There seems to be an uptick in the rates of discharge for the winter months and a decrease in discharge for the spring months. This suggests an increase in amplitude for the winter/spring months, or an offset in amplitude.

What can explain the change in amplitude?

Next, we’ll create a new variable, day, that will give us the day of the year. This will allow us to construct a three dimensional dataset with day and year mapped to the x and y axes respectively, and the residuals mapped to the z axis. The latter will be visualized using either contours or filled tiles (or both).

# heat map of residual by day
dat.tile <- dat %>% 
  group_by(year = as.integer(year(Date)), day = yday(Date)) %>% 
  summarise(res1m = median(res1))


ggplot(dat.tile, aes(x = day, y = year, fill = res1m)) +
  geom_tile() + 
 # scale_fill_gradient2(low="green", mid = "yellow", high = "red",
 #                      midpoint = 0)
  scico::scale_fill_scico(palette = "vik", direction = -1, name = "Residual Discharge")

Given that we have quite a bit of noise in the data that may be suppressing the seasonal pattern, it may be best to apply a smooth to the data. Here, we’ll adopt a loess smooth. A loess span of 0.2 is adopted to help capture small (time) scale variations on the data. To avoid edge effects at the beginning and end of each year, the data are wrapped. But wrapping is not applied to the ends of the date ranges (i.e. prior to 1976 and after 2024).

dat.tile.pre <- dat.tile %>% 
  filter(day > 250) %>% 
  mutate(year = year + 1,
         day = day - 366) 

dat.tile.post <- dat.tile %>% 
  filter(day < 100) %>% 
  mutate(year = year - 1,
         day = day + 366)

dat.tile.wrap <- rbind(dat.tile, dat.tile.pre, dat.tile.post)

l3d <- loess(res1m ~ year + day, dat.tile.wrap, span = 0.2,
             family = "symmetric", degree = 2)


smooth.df <- data.frame(l3d$x, l3d$fitted) %>% 
  filter(day > 0 & day < 366)


#dat.tile$loess <- l3d$fitted  # Note that we are extracting the loess fitted model
                              # and not the loess residuals.
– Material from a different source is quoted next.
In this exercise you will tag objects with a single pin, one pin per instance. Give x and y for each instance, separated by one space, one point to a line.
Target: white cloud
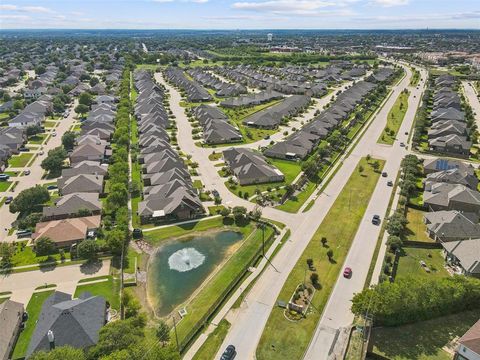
389 3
But recall that the
                              # data being modeled are the discharge residuals

  ggplot(smooth.df) + aes( day , year, 
                           fill = l3d.fitted,
                           z = l3d.fitted) + 
  geom_raster(interpolate = TRUE) +
  scico::scale_fill_scico(palette = "vik", direction = -1, name = "Residual Discharge") +
  geom_contour(size = 0.2, color = "#EE9A00", 
               breaks = seq(-0.5, 0.5, by = 0.1)) +
  geom_vline(xintercept  = c(80, 172, 264), col = "grey90", lty=2 ) +
  scale_x_continuous(breaks = c(80, 172, 264),
                     labels = c("Mar 21", "Jun 21", "Sep 21"), 
                     name = NULL)

The smoothed surface has helped us identify a shift in spring river discharge towards earlier months (though a lull in spring discharge is observed for the time period between 2005 and 2015).

Summary

The overall (45 year) trend in discharge rates is a very small contributor to the observed variability in the data. The seasonal component explains about 100 ft³/s of the overall variability. The largest contributor to variability appears to be random fluctuations in rates.
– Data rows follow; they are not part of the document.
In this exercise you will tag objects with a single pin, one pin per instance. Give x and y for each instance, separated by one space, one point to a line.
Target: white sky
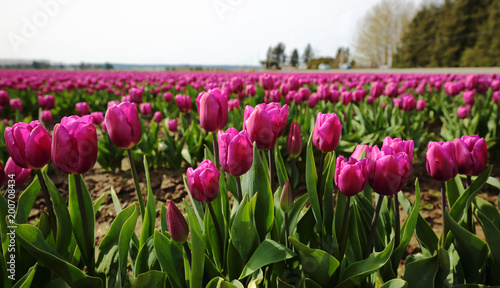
174 31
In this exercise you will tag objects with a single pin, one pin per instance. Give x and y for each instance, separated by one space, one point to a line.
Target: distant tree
294 60
380 31
308 54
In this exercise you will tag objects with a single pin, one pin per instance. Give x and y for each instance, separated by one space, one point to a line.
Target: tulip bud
203 181
286 199
82 108
29 145
123 125
441 160
265 123
294 140
463 112
21 175
4 98
469 97
16 104
157 117
172 125
212 109
74 148
46 116
351 176
421 105
235 151
177 225
184 103
389 172
145 109
472 154
326 133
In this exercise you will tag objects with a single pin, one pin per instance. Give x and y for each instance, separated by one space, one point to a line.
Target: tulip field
284 179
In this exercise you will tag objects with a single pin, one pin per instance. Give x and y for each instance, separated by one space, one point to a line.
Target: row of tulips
268 236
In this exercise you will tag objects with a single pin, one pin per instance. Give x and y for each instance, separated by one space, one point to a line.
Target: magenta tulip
82 108
21 175
4 98
145 109
471 153
326 133
74 148
294 140
28 144
176 223
235 151
203 181
389 172
441 160
16 104
421 105
157 117
46 116
123 125
184 103
212 109
265 123
463 112
351 176
172 125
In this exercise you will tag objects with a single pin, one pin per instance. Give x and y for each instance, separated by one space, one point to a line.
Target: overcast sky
236 32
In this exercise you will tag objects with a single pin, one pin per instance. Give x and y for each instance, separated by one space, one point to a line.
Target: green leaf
32 240
395 283
25 281
256 181
197 249
422 272
355 273
471 249
492 235
170 256
317 264
26 201
280 166
148 226
460 207
149 279
108 259
63 238
268 252
219 283
244 235
311 183
87 249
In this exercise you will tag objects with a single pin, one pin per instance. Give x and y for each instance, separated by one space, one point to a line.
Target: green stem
188 252
373 228
397 228
238 188
89 243
48 202
218 232
443 207
343 234
216 149
470 220
136 183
We’ve also observed a seasonal shift towards winter months in winter/spring discharge rates. This shift is not observed for the summer and early fall months.

Note that had the analysis not been conducted on a re-expressed dataset, the results would have been biased in favor of the extreme discharge rates (see figure below). Here, the robust lm suggests an increase of 2.2 ft³/s per year–a much greater increase than what was observed with the re-expressed version of the data. This trend is probably more reflective of the trends in extreme discharges in the upper range of values and not the bulk of discharge values.

ggplot(dat, aes(Date, Discharge)) + geom_line(alpha = 0.2) +
  ylab("Discharge (ft3/s)") + 
  geom_smooth(method = "lm", se = FALSE)  +
  geom_smooth(method = MASS::rlm, se = FALSE, col = "red")  +
  coord_cartesian(ylim = c(0,500))